沿着青石板铺就的甬道一路过去,地上盖了一层积雪遮蔽了地面,失去了行路时本能的预判,每一步踏落,都有一种不真实的感觉,可牛皮靴底清晰地感受到脚下那嶙峋起伏的奇特触感,恍如人生般充满了未知与跌宕。——疼,却又只能一步步走下去。
暮色苍茫,一路无灯,脚边数步便是一块夜光石,荧光烁烁,勾勒出曲折的路径。天上飘着细细的飞雪,脚下是幽幽的翠光,清幽中又透着迷蒙,似仙尘,如梦境,还夹杂着有点神秘的美感。
四周看不真切的夜色中,山涧流水至上而下川流不息,阵阵山风透过树林发出沙沙的摇响。风声、树声、流水声,仿佛虚空中漫出一曲天籁,令人洗心涤虑,宁神忘忧。
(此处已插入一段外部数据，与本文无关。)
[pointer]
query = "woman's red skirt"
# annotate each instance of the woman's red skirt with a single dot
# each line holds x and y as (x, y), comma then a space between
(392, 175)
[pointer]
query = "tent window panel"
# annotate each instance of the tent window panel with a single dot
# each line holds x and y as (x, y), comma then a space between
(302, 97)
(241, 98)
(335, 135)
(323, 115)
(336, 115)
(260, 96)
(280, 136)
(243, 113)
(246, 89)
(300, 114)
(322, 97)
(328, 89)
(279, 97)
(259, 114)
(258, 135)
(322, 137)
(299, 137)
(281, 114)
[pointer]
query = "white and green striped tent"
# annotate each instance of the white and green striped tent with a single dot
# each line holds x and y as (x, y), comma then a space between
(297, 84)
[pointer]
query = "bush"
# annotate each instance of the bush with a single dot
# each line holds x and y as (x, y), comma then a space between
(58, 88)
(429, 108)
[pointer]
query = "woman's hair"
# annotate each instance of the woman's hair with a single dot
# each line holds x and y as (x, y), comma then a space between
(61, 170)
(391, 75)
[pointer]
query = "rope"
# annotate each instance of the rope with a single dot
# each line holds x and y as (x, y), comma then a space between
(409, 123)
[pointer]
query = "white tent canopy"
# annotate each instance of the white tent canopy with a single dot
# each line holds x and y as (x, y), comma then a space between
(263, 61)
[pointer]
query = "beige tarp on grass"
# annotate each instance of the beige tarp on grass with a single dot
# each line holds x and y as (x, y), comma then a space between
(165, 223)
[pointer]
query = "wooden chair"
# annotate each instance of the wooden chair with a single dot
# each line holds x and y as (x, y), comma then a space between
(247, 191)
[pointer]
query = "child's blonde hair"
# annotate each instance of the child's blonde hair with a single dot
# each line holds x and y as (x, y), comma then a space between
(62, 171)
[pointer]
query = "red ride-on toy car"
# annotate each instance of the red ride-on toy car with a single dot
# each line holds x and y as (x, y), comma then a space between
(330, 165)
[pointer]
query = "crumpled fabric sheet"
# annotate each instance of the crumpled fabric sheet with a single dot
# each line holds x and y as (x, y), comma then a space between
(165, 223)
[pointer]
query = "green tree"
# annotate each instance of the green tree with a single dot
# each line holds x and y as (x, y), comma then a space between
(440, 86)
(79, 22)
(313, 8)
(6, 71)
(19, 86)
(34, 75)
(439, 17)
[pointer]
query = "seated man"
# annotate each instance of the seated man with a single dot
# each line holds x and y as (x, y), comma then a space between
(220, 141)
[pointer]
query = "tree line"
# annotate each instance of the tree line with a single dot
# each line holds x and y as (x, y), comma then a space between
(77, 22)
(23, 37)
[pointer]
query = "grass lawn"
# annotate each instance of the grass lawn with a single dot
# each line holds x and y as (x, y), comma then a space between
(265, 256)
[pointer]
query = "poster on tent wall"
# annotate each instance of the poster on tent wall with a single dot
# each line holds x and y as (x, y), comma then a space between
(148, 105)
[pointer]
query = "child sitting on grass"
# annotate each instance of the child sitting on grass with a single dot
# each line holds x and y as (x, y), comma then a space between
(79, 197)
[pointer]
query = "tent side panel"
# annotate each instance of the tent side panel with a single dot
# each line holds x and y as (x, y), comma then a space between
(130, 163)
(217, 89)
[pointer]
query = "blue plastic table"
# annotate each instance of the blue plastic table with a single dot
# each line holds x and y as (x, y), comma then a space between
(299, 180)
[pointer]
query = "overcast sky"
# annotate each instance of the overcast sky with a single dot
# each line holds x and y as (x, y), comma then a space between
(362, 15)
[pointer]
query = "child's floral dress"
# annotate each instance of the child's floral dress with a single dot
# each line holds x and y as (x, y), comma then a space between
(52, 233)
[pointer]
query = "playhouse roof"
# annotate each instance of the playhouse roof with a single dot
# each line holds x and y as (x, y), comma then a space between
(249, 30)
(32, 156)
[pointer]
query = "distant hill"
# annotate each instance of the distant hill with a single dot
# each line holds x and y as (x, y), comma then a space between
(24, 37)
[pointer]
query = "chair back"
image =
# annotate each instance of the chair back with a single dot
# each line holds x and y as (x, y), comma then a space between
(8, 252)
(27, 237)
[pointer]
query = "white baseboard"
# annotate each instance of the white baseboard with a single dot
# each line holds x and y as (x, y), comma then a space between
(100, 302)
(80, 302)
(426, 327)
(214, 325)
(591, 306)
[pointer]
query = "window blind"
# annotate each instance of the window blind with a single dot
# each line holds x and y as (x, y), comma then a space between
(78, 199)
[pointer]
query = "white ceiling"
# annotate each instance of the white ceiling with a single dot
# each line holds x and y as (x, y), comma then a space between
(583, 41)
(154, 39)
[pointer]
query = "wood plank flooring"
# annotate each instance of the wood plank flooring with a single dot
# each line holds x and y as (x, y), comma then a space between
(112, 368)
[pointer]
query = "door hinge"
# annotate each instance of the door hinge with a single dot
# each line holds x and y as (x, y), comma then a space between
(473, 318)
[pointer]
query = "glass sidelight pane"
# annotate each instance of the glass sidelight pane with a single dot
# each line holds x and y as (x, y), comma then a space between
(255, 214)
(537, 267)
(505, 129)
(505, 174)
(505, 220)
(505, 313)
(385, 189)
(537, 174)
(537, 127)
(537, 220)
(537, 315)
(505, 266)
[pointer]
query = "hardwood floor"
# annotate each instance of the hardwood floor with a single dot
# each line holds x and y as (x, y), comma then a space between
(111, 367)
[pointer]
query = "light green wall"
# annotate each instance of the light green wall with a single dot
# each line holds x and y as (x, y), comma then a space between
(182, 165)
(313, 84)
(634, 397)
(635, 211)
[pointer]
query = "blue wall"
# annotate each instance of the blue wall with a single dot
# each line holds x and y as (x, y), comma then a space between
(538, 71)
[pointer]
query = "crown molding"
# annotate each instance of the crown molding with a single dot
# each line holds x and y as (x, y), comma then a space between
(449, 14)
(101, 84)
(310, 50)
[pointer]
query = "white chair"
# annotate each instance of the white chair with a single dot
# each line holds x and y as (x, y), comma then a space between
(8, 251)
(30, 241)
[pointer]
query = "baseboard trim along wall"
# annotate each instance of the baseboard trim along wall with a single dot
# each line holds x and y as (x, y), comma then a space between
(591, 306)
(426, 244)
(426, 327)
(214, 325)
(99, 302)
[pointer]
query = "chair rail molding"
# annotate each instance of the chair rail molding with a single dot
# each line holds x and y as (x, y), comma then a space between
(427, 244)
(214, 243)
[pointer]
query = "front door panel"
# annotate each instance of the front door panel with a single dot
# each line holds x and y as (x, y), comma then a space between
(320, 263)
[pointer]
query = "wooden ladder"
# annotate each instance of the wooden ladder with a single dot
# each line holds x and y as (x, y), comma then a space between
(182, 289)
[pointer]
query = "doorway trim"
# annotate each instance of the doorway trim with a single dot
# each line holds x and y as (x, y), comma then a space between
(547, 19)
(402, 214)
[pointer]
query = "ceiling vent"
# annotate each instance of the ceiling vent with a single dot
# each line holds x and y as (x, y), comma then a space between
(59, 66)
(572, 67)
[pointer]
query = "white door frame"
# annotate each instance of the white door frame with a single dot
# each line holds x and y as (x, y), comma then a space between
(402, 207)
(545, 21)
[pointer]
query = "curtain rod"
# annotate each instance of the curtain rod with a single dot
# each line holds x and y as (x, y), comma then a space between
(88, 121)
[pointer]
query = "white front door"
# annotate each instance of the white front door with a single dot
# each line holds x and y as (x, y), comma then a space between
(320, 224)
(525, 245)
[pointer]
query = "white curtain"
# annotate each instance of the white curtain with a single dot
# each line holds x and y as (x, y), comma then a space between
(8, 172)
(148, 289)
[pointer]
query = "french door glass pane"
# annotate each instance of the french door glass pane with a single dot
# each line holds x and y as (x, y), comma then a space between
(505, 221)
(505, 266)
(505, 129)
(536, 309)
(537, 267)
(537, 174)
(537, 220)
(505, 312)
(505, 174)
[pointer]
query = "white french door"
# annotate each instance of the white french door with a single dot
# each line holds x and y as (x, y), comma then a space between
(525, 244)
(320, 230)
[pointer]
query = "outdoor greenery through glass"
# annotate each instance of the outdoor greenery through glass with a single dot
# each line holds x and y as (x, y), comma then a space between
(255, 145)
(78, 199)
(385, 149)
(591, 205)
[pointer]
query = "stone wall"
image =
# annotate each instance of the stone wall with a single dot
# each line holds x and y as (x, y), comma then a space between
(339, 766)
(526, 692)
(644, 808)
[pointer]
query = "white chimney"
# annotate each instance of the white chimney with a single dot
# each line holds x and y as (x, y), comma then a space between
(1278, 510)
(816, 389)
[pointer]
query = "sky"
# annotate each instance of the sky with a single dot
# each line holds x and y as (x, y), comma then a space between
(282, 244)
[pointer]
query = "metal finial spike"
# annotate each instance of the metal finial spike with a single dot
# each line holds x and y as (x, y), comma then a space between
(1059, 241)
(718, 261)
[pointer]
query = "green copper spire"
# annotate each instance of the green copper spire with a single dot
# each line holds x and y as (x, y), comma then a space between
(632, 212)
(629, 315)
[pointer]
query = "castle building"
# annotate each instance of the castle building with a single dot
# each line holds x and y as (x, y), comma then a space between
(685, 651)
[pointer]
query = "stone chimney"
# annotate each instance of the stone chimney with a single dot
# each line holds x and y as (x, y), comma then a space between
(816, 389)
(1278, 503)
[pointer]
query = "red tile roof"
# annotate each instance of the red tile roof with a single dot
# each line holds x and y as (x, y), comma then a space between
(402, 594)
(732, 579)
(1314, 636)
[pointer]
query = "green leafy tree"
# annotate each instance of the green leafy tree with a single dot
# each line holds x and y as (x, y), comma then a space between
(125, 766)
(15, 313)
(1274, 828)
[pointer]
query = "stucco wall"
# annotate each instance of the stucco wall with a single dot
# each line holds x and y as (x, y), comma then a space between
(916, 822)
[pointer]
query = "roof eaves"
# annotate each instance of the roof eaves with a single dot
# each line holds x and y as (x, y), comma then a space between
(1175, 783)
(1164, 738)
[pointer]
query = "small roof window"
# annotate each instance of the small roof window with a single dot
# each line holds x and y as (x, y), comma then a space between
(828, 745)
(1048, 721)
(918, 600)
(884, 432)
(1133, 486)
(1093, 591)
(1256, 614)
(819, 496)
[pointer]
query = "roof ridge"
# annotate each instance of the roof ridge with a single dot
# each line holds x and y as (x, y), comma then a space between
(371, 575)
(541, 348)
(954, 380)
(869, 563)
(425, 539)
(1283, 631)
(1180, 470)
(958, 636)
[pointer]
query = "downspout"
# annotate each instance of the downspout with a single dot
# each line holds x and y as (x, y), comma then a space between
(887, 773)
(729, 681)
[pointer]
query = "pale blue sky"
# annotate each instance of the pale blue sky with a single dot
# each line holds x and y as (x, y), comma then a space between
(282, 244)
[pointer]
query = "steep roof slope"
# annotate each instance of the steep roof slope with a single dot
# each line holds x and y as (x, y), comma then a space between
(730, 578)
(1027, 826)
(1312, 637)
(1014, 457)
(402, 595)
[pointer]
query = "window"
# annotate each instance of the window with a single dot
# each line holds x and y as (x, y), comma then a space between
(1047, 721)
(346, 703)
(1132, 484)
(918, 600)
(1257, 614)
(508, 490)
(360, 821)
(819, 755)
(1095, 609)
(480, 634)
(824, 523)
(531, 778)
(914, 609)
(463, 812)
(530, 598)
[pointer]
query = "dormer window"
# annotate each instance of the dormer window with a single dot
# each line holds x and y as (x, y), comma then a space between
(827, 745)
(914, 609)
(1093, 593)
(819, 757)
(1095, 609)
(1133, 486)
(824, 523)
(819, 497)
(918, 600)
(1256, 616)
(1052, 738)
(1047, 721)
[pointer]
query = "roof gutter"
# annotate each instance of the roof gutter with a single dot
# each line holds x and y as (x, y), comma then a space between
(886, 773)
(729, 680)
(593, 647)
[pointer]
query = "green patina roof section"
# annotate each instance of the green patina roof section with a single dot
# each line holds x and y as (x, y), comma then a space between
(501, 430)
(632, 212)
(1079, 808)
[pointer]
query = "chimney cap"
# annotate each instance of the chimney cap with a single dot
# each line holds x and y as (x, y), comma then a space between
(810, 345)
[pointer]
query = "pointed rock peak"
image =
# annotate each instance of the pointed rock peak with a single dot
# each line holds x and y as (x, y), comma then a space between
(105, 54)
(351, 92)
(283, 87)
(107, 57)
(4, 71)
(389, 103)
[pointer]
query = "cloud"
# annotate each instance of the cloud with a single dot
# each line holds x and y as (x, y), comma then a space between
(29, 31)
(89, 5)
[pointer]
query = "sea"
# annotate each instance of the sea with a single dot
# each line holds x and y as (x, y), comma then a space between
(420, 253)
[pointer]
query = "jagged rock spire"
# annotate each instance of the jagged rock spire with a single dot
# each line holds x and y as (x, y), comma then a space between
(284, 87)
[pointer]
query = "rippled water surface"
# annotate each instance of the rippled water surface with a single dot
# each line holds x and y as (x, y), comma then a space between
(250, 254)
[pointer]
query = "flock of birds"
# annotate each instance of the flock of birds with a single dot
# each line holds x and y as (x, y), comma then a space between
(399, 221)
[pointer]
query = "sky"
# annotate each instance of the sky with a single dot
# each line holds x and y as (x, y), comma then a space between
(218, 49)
在金碧辉煌的皇宫中,却有这样雅静自然的好去处,说是洞天福地人间仙境,只怕也是丝毫不为过的。
这里精舍相连矮屋比柿,住着好几位大隐于朝的重要人物。正中间的天青阁,住的是天下最后一位宗师,李德禄。西侧一座无名草堂,住的是李德禄的弟子,从前罗三叔的夫人,现任随风堂堂主兼疾风首座,张凤清。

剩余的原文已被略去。